Do you want to be powerful? Beautiful? Vulnerable? Like, what emotion are we going for right now?
You used to take pictures. You’d be in them. You’d be smiling, earnest. Happy to be there. Enjoying the moment. Capturing it on purpose.
Someday I’ll want to look back on this and see myself here.
What happened? Why can’t we see you anymore?
Balancing your camera on a post eight paces away, framing the Sydney Harbor Bridge behind you. Waiting as the orange light blinked faster and faster, then snapped a quick three photos. Walking back to the post to see how they turned out. Liking them. Liking everything. Not wanting to change your clothes, your hair, your face.

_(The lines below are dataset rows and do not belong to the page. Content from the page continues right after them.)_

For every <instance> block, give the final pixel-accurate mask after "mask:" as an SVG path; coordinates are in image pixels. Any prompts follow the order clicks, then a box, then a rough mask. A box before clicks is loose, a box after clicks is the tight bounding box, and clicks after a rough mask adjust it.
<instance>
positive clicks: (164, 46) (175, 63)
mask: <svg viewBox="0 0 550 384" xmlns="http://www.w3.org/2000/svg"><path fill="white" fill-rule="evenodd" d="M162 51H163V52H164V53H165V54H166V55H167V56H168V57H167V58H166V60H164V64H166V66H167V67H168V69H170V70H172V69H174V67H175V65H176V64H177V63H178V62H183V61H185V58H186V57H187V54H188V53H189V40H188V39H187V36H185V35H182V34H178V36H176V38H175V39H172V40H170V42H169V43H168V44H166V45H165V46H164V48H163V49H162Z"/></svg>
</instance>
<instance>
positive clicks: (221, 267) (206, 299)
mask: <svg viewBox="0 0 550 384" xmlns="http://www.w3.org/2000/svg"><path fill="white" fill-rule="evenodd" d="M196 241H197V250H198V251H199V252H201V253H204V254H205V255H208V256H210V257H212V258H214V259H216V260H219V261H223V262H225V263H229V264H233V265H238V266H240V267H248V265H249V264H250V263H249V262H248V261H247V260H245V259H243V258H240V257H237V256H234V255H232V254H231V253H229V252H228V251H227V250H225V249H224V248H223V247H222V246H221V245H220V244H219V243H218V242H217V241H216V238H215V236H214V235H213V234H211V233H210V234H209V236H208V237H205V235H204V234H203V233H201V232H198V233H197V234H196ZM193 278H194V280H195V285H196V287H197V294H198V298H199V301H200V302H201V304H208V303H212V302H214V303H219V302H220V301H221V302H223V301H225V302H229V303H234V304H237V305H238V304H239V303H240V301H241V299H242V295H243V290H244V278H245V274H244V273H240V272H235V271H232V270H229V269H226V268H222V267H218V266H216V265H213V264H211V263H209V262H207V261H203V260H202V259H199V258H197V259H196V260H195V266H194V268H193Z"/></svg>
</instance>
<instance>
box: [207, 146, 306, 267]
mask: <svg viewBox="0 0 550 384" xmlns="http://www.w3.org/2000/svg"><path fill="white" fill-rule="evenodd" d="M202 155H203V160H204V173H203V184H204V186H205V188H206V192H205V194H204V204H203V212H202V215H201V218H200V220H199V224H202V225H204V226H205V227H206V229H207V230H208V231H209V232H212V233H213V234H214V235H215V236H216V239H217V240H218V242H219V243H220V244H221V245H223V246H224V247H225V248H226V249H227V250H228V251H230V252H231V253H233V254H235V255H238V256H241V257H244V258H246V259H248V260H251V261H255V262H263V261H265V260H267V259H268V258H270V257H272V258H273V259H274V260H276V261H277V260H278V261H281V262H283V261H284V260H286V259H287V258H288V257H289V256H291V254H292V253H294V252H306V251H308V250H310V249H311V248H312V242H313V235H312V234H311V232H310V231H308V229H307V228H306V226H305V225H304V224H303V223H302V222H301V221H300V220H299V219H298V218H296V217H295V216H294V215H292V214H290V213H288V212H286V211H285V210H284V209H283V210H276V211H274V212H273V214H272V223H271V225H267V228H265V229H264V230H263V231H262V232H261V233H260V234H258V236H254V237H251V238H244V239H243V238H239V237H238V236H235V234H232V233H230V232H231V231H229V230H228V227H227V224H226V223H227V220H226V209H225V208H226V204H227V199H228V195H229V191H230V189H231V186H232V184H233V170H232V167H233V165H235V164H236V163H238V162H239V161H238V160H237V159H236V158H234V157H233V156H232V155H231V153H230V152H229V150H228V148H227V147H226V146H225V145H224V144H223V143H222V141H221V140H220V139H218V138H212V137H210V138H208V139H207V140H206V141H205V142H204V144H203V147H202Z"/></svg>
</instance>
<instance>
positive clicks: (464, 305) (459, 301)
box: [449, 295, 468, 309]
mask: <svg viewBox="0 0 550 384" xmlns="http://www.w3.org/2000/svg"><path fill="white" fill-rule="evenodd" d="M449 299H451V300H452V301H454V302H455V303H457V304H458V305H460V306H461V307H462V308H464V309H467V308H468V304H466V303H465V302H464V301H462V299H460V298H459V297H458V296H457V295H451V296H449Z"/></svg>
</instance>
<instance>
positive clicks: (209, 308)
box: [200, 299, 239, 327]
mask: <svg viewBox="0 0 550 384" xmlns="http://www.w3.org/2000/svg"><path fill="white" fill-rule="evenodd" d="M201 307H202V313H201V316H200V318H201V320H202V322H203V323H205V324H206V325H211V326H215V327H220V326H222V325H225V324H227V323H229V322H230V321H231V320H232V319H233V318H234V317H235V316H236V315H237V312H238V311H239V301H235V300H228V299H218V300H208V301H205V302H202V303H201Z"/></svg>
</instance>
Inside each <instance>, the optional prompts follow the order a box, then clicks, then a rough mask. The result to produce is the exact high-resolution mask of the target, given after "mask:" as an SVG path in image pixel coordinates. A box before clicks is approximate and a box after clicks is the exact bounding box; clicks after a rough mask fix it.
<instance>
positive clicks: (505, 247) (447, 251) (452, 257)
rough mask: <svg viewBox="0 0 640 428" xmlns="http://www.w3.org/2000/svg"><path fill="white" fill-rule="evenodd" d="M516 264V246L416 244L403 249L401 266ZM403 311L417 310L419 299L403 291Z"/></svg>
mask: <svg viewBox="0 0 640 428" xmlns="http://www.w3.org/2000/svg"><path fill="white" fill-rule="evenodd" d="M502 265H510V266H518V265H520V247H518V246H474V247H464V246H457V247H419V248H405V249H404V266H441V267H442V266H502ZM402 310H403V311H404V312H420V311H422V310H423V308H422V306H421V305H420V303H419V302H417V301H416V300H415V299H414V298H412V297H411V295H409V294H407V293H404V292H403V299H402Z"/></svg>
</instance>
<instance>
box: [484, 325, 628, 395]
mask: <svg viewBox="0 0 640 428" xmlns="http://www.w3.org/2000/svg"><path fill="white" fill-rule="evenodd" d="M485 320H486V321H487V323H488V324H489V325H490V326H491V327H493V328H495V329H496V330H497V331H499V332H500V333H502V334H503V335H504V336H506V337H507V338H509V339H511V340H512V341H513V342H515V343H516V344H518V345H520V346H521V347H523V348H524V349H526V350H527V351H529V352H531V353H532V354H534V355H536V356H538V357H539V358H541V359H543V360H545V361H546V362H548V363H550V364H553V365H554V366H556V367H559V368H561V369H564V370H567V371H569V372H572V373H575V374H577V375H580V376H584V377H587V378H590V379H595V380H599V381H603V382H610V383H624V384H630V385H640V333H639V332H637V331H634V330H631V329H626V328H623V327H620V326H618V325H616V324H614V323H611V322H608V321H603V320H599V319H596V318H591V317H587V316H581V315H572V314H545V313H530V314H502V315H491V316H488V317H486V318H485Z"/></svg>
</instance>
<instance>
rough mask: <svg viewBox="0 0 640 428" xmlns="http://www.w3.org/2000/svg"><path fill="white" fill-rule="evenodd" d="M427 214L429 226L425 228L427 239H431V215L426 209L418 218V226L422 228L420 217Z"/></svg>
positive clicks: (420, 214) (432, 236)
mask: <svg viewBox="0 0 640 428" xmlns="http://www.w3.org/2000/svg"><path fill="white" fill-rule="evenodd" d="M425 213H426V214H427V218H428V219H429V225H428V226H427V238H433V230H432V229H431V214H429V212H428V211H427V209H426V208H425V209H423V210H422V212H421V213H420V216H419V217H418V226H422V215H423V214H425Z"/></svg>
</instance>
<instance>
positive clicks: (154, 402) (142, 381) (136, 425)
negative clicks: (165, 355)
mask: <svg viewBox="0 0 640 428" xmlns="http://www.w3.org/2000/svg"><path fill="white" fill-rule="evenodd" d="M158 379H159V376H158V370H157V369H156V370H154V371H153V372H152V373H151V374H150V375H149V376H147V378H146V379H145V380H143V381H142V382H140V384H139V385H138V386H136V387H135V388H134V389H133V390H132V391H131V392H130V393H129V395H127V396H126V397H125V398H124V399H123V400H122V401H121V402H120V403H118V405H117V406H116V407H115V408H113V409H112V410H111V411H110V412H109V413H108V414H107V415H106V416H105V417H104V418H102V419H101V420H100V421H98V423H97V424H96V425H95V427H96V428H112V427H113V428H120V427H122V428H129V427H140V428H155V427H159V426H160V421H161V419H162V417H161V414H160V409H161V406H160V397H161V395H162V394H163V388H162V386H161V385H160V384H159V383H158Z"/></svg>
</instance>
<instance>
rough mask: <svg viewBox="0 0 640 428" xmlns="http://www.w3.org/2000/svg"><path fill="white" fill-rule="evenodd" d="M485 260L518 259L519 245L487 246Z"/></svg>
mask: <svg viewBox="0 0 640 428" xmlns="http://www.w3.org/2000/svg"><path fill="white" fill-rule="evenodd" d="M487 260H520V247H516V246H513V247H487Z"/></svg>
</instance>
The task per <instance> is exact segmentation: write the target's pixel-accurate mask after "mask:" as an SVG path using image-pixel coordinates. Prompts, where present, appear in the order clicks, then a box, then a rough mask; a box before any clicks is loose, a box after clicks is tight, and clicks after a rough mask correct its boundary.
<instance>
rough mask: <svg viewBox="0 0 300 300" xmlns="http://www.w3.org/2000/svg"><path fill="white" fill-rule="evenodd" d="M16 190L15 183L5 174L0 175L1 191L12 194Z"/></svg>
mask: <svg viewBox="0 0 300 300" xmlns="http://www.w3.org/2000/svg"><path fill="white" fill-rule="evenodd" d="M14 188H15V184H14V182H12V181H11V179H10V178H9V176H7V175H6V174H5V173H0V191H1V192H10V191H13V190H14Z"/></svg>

Setting your camera on the stairs—upstairs, downstairs, so many stairs—on the Great Wall of China. Alone. Like, very very alone. Like, 6:30 A.M. and the only other person at Mutanyu Pass is the poor sap who opens the gate and accepts your entrance fee and primal communication system of bowing and smiling and frantic, open-palmed hand gestures. So completely alone that you stole a stone from the wall and brought it home to your mom. But the good alone. Pictures of yourself, by yourself, for yourself.
Framing the city of Rio de Janeiro, down and away. The favelas, the beaches, Sugarloaf sitting upright in the sea. It was so windy. Hair everywhere, eyes squinting, and yet. Up there. Next to Christ the Redeemer. At the magic hour. Before sunset. Your face wears the knowing smirk of rebellion; you bill these moments to the client.
Remember when two teachers in your elementary school got married, and the students were invited to the ceremony? You had to dress up, so your mom put you in a black and white striped overall skirt that must have, at one point, belonged to your sister or one of her friends.
You hated skirts. You felt naked and strange, like you were wearing someone else’s skin. You worried someone might call you pretty.
You knew yourself. This wasn’t it.
There are photos of you, standing with your family outside the church gates on a beautiful summer evening. Earlier that day, you played SPUD and ran around until your face turned beet red. But here? You looked like a vacant property. Your little apple cheeks showed no color. You couldn’t even force a smile.
You’ve never been good at faking it.